Los soldados asintieron con un gesto de la cabeza. Entendían a qué se refería.
—De noche el niño, su hermana y sus padres yacían en silencio. Creo… creo que se les prohíbe hablar en voz alta. Pero pedían ayuda. Pedían que alguien los rescatara de la esclavitud.
Mon hizo una pausa, y en el silencio se oyó la voz de Monush.
—No dudo que este sueño sea verdadero; sabemos que muchos humanos y ángeles son esclavos entre los elemaki. ¿Pero qué podemos hacer? Consagramos todas nuestras fuerzas a proteger la libertad de nuestra gente.
—Pero Monush —dijo Mon—, ellos son nuestra gente. Los susurros se llenaron de exaltación.
—Dejad que mi hijo hable —pidió Padre. Los susurros cesaron.
Mon se sonrojó. Padre había admitido que él era su hijo, sí, y eso era bueno, pero no había usado la fórmula tradicional «Dejad que hable mi consejero», que habría significado que aceptaba totalmente lo que él decía. Aún estaba a prueba. Gracias a Edhadeya. Si esto sale mal, puedo quedar humillado de por vida. Se me conocerá como el segundogénito que dijo necedades impertinentes en un consejo de guerra.
—No hay gente del cielo entre ellos —dijo Mon—. ¿Quién ha oído hablar de un reino semejante? Son los zenifi, y nos piden auxilio.
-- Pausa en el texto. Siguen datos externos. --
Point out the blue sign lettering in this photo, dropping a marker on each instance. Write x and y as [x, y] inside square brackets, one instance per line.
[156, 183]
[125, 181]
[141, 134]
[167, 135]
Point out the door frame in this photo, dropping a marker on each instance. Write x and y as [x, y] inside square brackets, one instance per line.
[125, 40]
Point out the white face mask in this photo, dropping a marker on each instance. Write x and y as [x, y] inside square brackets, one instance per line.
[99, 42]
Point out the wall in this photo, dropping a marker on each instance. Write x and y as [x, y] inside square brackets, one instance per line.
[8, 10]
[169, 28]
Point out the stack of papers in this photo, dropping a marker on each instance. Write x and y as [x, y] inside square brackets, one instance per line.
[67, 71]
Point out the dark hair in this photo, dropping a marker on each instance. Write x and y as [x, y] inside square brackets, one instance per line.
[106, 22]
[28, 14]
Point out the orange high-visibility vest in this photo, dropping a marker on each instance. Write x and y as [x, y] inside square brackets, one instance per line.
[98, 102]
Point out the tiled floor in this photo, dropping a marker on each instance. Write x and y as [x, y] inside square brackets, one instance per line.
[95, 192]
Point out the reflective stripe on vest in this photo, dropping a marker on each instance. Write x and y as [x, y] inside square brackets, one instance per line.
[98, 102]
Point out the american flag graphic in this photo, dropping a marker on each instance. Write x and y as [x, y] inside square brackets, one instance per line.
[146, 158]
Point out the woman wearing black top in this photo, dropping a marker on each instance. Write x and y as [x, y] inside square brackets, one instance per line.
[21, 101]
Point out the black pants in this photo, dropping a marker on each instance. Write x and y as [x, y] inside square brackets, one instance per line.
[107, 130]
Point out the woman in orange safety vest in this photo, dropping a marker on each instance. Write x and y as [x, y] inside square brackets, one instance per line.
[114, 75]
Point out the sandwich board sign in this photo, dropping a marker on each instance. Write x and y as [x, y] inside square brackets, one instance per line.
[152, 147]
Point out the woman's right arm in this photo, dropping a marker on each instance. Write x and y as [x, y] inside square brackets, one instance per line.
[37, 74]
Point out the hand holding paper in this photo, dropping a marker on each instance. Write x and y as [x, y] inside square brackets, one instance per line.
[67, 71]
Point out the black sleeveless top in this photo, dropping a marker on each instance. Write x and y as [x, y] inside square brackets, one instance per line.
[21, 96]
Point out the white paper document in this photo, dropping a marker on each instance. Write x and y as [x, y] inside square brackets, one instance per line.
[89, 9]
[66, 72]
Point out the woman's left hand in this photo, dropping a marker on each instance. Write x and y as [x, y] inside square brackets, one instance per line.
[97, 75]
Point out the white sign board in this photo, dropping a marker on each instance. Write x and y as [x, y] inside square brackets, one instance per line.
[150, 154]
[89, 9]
Husu, el ángel que servía al rey como espía principal, al mando de cientos de fuertes y valientes ángeles que vigilaban continuamente las fronteras del reino, alzó el ala derecha, y Mon inclinó la cabeza para ofrecerle el oído del rey. Mon ya había visto hacerlo en el consejo, pero como él nunca había contado con el oído del rey, era la primera vez que participaba en los protocolos de la deliberación formal.
—Aunque el sueño sea verdadero y los zenifi nos pidan ayuda en sueños —dijo Husu—, ¿qué derecho tienen a reclamarla? Ellos rechazaron la decisión del primer Motiak y rehusaron vivir en un lugar donde la gente del cielo superase a la gente media en una proporción de cinco a uno. Abandonaron Darakemba por voluntad propia, para regresar a la tierra de Nafai. Creíamos que los habían destruido. Si nos enteramos de que viven, nos alegra, pero nada más. Si nos enteramos de que son esclavos, nos entristece, pero tampoco significa más.